I envy the likes of him, of explorers, of yogis, of travelers of yore, who have seen and experienced nature like none of us will ever know now.  For now we can catch just mere glimpses of a deep sacredness or snatch moments of being completely alone – with yourself, with nature, with the divinity. That deep sacredness in marred and in a few decades will be forever gone. You may say that my soul has perhaps known this very sacredness through the millennia that I have lived, so why the envy.  

Yes, perhaps it was me, a warrior, standing on top of a craggy cliff with the angry waves dashing below, looking longingly at the horizon wondering where the horizon will lead him.

Perhaps it was me, a young prince with a restless soul riding hard on his favourite horse, eastwards to the mountains, to quench an unknown thirst.

Perhaps it was me, a yogi, walking alone in a field of grass feeling the warmth of a golden sun; a feeling of happiness he had never known before.

So perhaps it is this sacredness, this connect with the eternal that has been the thread connecting all my lives, what my soul seeks, and what makes it worthwhile to even come back to again and again.

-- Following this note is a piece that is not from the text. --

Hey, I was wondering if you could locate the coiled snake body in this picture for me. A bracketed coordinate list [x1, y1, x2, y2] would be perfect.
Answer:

And that’s why it hurts the most when I see the elements desecrated.  I will perhaps come back, more out of necessity than desire.  But by then, the eternal will stop speaking; life will be filled with the here and now stretching on meaninglessly.  And in those every moments, there will always be that search for eternity.  The sacredness of life will be forgotten and the Soul will ultimately die.


Oneness – or Nirvana – either ways it will be.